I first heard about Pelotonia when I was an undergraduate student from a classmate who was part of Team Buckeye. I wanted to participate but was afraid of the ride distance and the fundraising commitments.
When I became a graduate student, I had more cycling experience, and a friend of mine started a Team Buckeye peloton called Crops to the Clinic. Because I had always wanted to get involved, I joined her peloton. We dived in and rode together.
How many years have you been involved? What routes have you participated in?
I have been involved with Pelotonia for two years, and I have ridden the 100-mile and 180-mile routes.
How do you train for the ride?
Typically, I begin training in May once the weather is nicer. I do some shorter ride training by myself. However, I mostly train with my friend. We love riding from the campus area to Plain City, or riding the hills in Canal Winchester. I also join the Columbus Outdoor Pursuits rides whenever possible. They are based in Dublin and New Albany and provide great opportunities for mid-distance riding on weeknights. It is a great way to train and to gain group-riding skills.
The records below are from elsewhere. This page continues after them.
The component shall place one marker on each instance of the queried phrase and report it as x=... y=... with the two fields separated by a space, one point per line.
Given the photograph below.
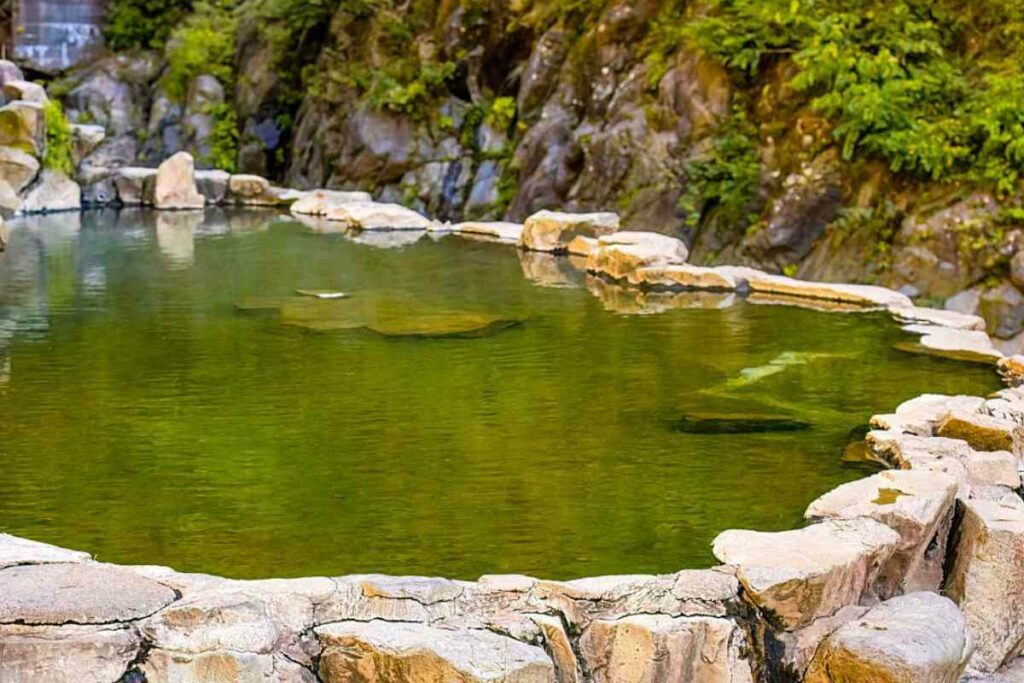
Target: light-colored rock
x=52 y=191
x=620 y=254
x=916 y=637
x=23 y=551
x=27 y=90
x=918 y=505
x=656 y=648
x=175 y=184
x=684 y=276
x=942 y=318
x=987 y=578
x=320 y=202
x=66 y=653
x=213 y=185
x=982 y=432
x=366 y=652
x=376 y=216
x=552 y=230
x=23 y=127
x=803 y=574
x=17 y=168
x=135 y=185
x=77 y=593
x=863 y=295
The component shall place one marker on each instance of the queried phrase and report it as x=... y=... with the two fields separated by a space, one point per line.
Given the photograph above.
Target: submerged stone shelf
x=915 y=573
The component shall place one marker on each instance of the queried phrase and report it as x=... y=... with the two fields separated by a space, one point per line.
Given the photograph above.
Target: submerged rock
x=749 y=425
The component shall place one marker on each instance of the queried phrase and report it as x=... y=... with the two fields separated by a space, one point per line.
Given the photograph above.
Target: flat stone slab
x=916 y=637
x=78 y=593
x=803 y=574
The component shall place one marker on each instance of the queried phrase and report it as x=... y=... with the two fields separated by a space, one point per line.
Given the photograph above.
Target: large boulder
x=619 y=255
x=552 y=231
x=376 y=650
x=987 y=578
x=658 y=648
x=52 y=191
x=794 y=586
x=918 y=505
x=175 y=184
x=918 y=637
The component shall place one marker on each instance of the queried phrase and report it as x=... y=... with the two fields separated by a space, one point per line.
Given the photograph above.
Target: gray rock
x=77 y=593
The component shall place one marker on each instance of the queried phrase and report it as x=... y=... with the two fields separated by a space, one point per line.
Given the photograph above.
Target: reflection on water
x=153 y=416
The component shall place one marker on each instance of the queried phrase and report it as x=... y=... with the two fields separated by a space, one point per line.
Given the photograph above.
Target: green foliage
x=58 y=155
x=726 y=177
x=144 y=24
x=898 y=80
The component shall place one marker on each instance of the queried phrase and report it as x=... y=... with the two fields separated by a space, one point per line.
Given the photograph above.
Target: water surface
x=150 y=420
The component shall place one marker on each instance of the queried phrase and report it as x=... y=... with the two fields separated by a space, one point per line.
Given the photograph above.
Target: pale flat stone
x=553 y=230
x=52 y=191
x=23 y=551
x=803 y=574
x=376 y=216
x=916 y=637
x=987 y=578
x=982 y=432
x=175 y=184
x=77 y=593
x=684 y=276
x=864 y=295
x=620 y=254
x=66 y=653
x=380 y=650
x=940 y=317
x=320 y=202
x=918 y=505
x=135 y=185
x=656 y=648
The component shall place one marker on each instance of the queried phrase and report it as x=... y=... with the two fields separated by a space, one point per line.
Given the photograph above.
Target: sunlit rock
x=918 y=505
x=987 y=578
x=916 y=637
x=552 y=230
x=365 y=652
x=794 y=587
x=175 y=184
Is there someone whom you ride for?
I ride for my mom, who overcame breast cancer, and for my friend Kyle who passed away in 2014 after a six-year battle with cancer.
What does Pelotonia’s one goal to end cancer mean to you?
As one person, we can make only so much of a difference. Pelotonia gives us the opportunity to be part of something bigger and to join a community of people all fighting toward the same goal: end cancer. Pelotonia brings survivors, current patients, medical teams, researchers, students and other riders together to support one another emotionally. The money raised makes new research possible, but the event itself provides hope for those fighting and encourages medical teams to keep searching for a cure.
Do you have a favorite/memorable moment from riding in Pelotonia?
One of my favorite moments is riding through Granville and seeing everyone who came out to support Pelotonia.
What advice can you give for first-time participants?
Have fun and enjoy the ride! Pelotonia is not a race; it’s a journey. Take time to talk with survivors, your peloton and other experienced riders. Also, remember to rest at the stops and drink plenty of water. Lastly, don’t be afraid to challenge yourself and take on a longer route.